Doctors have long known that smokers rarely suffer from a common form of inflammatory bowel disease (IBD) called ulcerative colitis, but they didn’t know why. A new study in the December 19 issue of The Journal of Experimental Medicine might help explain this apparent resistance. Scott Plevy and his colleagues at the University of Pittsburgh now show that carbon monoxide (CO), a component of cigarette smoke, helps shut down the intestinal inflammation that causes ulcerative colitis.

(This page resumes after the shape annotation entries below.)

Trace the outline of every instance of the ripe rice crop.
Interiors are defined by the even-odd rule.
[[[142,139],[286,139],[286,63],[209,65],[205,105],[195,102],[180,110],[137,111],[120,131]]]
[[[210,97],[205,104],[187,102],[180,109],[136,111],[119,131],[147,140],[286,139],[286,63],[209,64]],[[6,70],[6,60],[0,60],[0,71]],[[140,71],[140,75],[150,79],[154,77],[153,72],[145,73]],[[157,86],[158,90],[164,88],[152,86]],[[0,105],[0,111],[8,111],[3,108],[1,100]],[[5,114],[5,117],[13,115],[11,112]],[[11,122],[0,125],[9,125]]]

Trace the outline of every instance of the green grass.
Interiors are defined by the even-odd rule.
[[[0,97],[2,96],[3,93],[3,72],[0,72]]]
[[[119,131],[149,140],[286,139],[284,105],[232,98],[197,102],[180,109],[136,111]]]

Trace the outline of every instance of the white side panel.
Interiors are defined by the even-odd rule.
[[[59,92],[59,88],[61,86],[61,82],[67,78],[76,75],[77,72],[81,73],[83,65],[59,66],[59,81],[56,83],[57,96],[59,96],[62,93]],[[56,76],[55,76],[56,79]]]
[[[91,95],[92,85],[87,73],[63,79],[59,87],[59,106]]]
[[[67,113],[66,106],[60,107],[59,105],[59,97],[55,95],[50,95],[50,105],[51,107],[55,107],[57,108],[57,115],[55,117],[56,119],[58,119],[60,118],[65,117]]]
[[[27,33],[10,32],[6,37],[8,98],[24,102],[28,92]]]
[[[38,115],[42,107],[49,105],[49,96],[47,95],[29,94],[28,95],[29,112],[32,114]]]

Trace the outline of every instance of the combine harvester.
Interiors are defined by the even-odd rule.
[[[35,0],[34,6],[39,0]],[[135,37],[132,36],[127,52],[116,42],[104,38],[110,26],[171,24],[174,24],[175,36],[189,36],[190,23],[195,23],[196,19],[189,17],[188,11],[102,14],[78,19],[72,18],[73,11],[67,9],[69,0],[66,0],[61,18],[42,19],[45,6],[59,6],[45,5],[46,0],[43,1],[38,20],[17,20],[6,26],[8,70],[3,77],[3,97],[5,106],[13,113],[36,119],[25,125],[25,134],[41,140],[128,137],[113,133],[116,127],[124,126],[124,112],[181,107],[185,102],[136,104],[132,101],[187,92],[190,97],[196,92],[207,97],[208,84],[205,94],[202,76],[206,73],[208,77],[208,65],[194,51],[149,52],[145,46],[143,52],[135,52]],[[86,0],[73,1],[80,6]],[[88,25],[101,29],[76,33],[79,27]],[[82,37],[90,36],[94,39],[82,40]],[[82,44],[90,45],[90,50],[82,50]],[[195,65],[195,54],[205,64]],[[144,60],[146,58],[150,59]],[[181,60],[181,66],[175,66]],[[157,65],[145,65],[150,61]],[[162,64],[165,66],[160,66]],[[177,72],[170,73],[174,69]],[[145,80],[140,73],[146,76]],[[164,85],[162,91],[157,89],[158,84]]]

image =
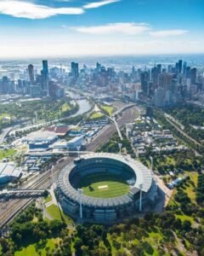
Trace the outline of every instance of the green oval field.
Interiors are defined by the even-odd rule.
[[[86,176],[78,183],[78,188],[83,189],[83,195],[98,198],[117,197],[129,191],[129,185],[125,181],[109,173]]]

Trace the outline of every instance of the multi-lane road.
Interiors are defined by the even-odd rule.
[[[117,119],[117,124],[120,129],[125,126],[128,122],[135,119],[139,113],[139,109],[136,106],[125,109],[122,112],[122,116]],[[88,145],[88,151],[95,151],[103,143],[105,143],[116,132],[115,124],[110,124],[105,127],[95,138]],[[57,164],[54,169],[54,179],[57,178],[59,172],[67,165],[73,158],[67,157],[64,161]],[[47,171],[33,180],[23,186],[24,189],[47,189],[52,183],[51,172]],[[25,208],[32,199],[10,199],[8,201],[0,201],[0,228],[5,226],[23,208]]]

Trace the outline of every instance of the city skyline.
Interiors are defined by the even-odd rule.
[[[0,58],[204,53],[201,0],[1,0],[0,20]]]

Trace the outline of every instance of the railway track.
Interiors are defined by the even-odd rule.
[[[63,165],[60,165],[60,166],[55,166],[54,170],[54,178],[57,177],[57,175],[60,171],[60,169],[63,167],[63,166],[67,165],[67,163],[70,162],[71,159],[72,158],[69,158],[69,160],[66,160]],[[38,179],[37,179],[31,185],[26,187],[26,189],[48,189],[50,187],[51,183],[52,183],[51,172],[46,172]],[[32,201],[33,198],[12,200],[9,202],[9,204],[6,206],[3,212],[2,212],[2,211],[0,212],[1,213],[0,228],[3,228],[6,224],[8,224],[20,210],[26,207]]]
[[[138,108],[133,107],[123,112],[123,115],[118,119],[118,125],[122,128],[128,122],[130,122],[138,117]],[[95,140],[94,140],[88,146],[88,150],[95,151],[101,144],[107,143],[111,136],[116,131],[114,124],[110,125],[102,134],[100,134]],[[65,161],[55,166],[54,169],[54,179],[56,179],[60,171],[69,162],[73,160],[73,157],[68,157]],[[48,189],[52,183],[51,181],[51,172],[48,171],[39,177],[35,178],[35,181],[28,186],[26,189]],[[17,213],[26,208],[31,201],[32,198],[30,199],[14,199],[8,202],[6,207],[3,208],[5,202],[0,203],[0,228],[3,228],[9,224]]]

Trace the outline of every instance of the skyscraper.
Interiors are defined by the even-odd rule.
[[[34,83],[34,68],[31,64],[28,66],[28,74],[29,74],[29,80],[31,84]]]
[[[71,62],[71,74],[72,74],[74,79],[76,80],[79,76],[78,63]]]
[[[196,74],[197,74],[197,69],[196,67],[193,67],[190,70],[190,84],[195,84],[196,82]]]
[[[42,89],[48,94],[48,61],[42,61]]]
[[[178,63],[178,73],[179,73],[182,72],[182,63],[183,63],[183,61],[179,60]]]

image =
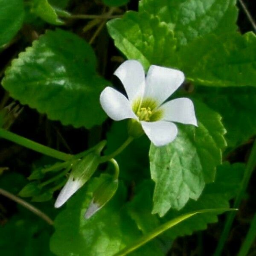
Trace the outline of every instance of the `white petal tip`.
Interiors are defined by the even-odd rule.
[[[88,209],[85,212],[84,218],[87,219],[90,218],[101,208],[101,207],[99,205],[97,204],[94,203],[93,200],[92,200]]]
[[[61,207],[82,186],[82,185],[81,180],[75,180],[73,177],[70,176],[59,194],[54,204],[54,207]]]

CO is best known as a toxic air pollutant, but small amounts of this gas are also produced in the human body as a normal byproduct of metabolism, suggesting that the effects of CO must not be all bad. High dose CO gas is lethal, because it robs the body of life-sustaining oxygen. It is this asphyxiant property of CO that has earned it a bad reputation. But recent scientific studies have shown that CO — at least at low concentrations — has a redeeming quality: it acts as an anti-inflammatory agent.
It is this quality, according to Plevy and colleagues, that allowed CO to ease the symptoms of IBD in mice. The group traced the action of inhaled CO to a protein that is produced by immune cells called interleukin (IL)-12. IL-12 is normally produced during infection and helps activate the immune cells that fight off the invading pathogens. But chronic production of IL-12 in the gut also drives the inflammation that causes ulcerative colitis. Inhaled CO inhibited the production of IL-12, short-circuiting the disease-causing inflammation.
The researchers are now trying to unravel the specific cellular components that are required for CO to inhibit IL-12. In the meantime, Plevy thinks that inhaled CO might provide some relief for patients with ulcerative colitis. But non-smokers with IBD shouldn’t necessarily break out the Marlboros, as cigarette smoking is a risk factor not only for heart disease and cancer but also for Crohn’s disease, another form of IBD.